Sare: Right. Well, thank you very much. Is there a way that people can contact your association if people who hear this want to have farmers come or speak by Zoom to their meetings?
Van Keimpema: Yes, if they are sending an email its info@farmersdefenceforce.nl. I know that we are writing defense differently than you, so probably we made a small mistake. We are writing defence with a c, not an s. If they would email, they should pay attention to that. We also have a Facebook site they can be a member of, if they want to look at what we are doing, but that’s all in Dutch of course, so it will be hard for them to understand.
Sare: Thank you for telling us what our own John Kerry is telling people.

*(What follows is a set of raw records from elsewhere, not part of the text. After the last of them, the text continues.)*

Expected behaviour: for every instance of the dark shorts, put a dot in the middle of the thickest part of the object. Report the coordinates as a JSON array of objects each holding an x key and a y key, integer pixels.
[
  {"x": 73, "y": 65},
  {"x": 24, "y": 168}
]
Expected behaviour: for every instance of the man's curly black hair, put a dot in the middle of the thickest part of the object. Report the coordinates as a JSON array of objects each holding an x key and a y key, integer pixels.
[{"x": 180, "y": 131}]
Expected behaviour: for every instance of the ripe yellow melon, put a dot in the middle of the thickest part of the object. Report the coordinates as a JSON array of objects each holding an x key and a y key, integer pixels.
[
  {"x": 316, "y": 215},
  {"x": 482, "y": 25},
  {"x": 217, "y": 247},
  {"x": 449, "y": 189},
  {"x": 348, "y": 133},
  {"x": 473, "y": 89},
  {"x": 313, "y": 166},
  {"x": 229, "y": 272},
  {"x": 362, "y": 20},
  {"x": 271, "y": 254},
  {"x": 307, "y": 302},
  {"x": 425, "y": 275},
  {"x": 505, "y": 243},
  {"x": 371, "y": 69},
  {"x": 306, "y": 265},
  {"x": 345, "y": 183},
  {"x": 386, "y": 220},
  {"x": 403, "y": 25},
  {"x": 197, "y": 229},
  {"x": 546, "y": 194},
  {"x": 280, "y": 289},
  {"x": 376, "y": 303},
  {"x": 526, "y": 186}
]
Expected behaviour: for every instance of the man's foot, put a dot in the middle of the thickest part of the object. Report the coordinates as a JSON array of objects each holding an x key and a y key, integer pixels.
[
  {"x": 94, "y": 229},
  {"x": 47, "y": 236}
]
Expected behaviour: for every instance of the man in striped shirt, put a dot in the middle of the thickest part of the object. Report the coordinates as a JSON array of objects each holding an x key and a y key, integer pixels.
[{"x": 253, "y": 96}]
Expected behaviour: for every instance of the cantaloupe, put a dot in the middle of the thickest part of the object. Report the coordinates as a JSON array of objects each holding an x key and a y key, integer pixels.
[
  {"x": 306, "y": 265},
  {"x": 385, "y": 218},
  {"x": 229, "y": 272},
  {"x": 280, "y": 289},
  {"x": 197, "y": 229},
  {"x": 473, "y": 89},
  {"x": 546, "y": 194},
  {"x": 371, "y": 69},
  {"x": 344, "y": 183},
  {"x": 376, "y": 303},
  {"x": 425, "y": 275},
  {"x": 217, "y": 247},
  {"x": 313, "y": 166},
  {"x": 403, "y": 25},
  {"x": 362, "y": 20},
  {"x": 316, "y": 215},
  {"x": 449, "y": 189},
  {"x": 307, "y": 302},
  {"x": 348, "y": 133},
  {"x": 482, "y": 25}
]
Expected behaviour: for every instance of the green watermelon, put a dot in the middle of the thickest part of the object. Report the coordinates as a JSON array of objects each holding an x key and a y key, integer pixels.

Van Keimpema: It was spread here, and I asked a few people in the U.S. if he really said it, or if it was fake news, but most people said it was true, and that he said that 33% of the emissions came from farms, and to get to net zero, we had to get rid of those farmers. I thought to myself, it’s like I hear Brussels talk and I hear The Hague talk. But you need food; no farmers, no food, like a German farmer last week said, “Kein Bauer, kein Essen.” It’s actually the same. It’s very emotional for a lot of people today; that’s also for the farmers. There are a lot of emotions, and there is a lot of distress. So it’s really this government has to stop its evil ways. We need fair policy, and we need food for the future.
Sare: Yes, I think there is nothing more evil than preventing people from doing the good. That is one of the most evil things; it destroys your soul if you are not able to use your talent for the good of mankind.
Van Keimpema: Well, we even get banned. If you want to get a buy-out, because the Dutch government is going to buy out farms, if you are going to do that voluntarily, you get a professional ban [from re-locating and farming elsewhere], not only for the Netherlands, but for the whole of the EU. That’s how evil they are getting. So in the European Constitution, it is said that you have the free right of profession, and even that is not respected anymore, so it’s really going the wrong way in the Netherlands, but also in Europe.
Sare: Right. Thank you very much. I hope we can talk again under happier circumstances when we have changed our governments.
Van Keimpema: I hope so too. Have a lot of success getting elected!